Dt 30:15-20; Lk 9:22-25

My late father grew up in the era of Fulton J. Sheen and Fr. Smith Instructs Jackson, a 1950s compendium of Catholic answers to questions posed by straw man non-Catholics, agnostics and atheists. A good Catholic was to be ready to respond to attacks on the faith or to turn a wavering soul into a convert. A man across the alley was Dad’s chance at a jewel in his heavenly crown. So, Felix was invited over for coffee, a game of chess and the “speech.”

We listened from the other room and could tell at the rising timbre of his voice that my father was about to spring it on him once Felix was rendered helpless by cordiality.  It was apologetics at its best, mixed with my father’s natural gifts as salesman and storyteller, and it always ended with the quote from today’s Gospel: “What does it profit a man to gain the whole world and lose his immortal soul.”

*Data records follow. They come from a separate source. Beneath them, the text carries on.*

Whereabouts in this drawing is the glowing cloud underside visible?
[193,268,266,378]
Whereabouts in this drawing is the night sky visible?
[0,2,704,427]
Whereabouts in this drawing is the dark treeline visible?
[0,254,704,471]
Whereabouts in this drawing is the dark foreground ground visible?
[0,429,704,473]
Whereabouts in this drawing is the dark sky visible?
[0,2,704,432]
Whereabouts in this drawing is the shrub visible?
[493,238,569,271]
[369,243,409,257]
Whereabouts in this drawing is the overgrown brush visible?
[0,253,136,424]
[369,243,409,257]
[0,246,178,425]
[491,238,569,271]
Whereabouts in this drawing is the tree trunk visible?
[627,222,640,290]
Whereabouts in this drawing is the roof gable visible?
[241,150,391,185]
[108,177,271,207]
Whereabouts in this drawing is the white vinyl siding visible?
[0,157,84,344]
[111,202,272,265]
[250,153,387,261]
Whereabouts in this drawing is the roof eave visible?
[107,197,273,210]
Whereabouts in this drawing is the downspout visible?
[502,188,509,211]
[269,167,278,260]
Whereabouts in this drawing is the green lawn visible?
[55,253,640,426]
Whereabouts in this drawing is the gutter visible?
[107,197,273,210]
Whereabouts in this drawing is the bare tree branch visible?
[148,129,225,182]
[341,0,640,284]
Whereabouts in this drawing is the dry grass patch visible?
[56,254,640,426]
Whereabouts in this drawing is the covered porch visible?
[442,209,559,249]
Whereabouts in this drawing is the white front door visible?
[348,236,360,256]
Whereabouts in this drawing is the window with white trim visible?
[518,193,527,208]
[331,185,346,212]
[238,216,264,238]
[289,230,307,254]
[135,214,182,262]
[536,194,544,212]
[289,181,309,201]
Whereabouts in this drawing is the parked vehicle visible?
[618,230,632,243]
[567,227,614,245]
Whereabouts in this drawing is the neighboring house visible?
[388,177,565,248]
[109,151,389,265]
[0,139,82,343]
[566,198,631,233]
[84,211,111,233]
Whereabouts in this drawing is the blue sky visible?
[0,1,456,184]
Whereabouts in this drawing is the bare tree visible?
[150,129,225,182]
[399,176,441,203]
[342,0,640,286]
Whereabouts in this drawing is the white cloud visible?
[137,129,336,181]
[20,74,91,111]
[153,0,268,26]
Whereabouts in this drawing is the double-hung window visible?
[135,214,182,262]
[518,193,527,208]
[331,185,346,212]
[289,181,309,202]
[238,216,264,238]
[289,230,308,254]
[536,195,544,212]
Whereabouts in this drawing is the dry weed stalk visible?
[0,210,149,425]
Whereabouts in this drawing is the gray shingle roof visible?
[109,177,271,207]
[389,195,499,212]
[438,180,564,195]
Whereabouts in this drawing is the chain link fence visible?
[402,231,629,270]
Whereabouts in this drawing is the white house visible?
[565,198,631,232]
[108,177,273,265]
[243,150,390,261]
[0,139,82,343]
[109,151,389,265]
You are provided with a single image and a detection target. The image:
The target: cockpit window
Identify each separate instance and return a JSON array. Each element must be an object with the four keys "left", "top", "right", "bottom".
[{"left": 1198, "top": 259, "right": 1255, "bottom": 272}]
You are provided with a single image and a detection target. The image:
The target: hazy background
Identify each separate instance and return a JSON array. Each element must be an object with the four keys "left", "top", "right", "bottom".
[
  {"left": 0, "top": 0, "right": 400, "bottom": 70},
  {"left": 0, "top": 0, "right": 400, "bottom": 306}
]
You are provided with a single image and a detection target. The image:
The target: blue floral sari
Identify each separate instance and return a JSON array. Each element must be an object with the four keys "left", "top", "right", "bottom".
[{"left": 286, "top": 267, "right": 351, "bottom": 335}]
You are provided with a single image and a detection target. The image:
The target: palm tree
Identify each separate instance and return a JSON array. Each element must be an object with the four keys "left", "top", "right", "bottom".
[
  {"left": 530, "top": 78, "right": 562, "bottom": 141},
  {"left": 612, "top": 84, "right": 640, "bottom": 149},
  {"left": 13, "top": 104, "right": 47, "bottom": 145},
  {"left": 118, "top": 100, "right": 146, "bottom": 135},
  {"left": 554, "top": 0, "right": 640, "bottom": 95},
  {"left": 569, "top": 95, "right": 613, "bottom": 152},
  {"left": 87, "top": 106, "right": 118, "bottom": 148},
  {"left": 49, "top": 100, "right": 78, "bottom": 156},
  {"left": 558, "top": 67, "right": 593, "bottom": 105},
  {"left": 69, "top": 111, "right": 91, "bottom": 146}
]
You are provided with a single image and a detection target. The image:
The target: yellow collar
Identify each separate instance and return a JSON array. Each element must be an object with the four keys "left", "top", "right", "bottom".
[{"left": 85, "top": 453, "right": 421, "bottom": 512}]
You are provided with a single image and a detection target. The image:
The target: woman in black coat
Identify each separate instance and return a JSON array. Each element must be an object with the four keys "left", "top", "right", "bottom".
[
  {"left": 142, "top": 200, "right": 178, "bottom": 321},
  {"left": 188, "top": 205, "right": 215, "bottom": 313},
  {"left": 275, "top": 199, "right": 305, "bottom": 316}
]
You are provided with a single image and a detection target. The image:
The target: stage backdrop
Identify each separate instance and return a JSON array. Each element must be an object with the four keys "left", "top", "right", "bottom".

Those words, in the context of that childhood memory, still send a chill down my spine. I imagine life’s pleasures, power and riches (all that candy) piled up before me, reaching out to possess me, only to find myself hurtling into the pit of hell, my immortal soul lost forever.

We begin the season Lent with less theater and perhaps a more nuanced understanding of the “fundamental option” we gradually choose by seeking or ignoring a relationship with God and a conscious focus on what will take up our time, attention and energy. Human maturity and spiritual growth require the same sincerity and effort and, in a real sense, all paths lead to the ultimate reality. Being a serious atheist or amoral person takes a lot of work, but it is a choice. The greater danger for most people is to simply drift in a half-life of reacting rather than choosing, never getting around to setting goals or taking themselves seriously as seekers.

Jesus was also a good storyteller and a bit of a salesman, and he sets us up to decide in our hearts if we will follow him. Talk of the cross can be unsettling, but I think what he meant was, “Shoulder the weight your own life and see how challenging it is.”  Anyone who has ever played chess knows this. If you agree to play, everything is one the line, win or lose. How may people just say, "I don't play chess." 

I can picture my Irish father and our next-door neighbor Felix, both gone now, having coffee after a hot game and congratulating each other on getting into heaven.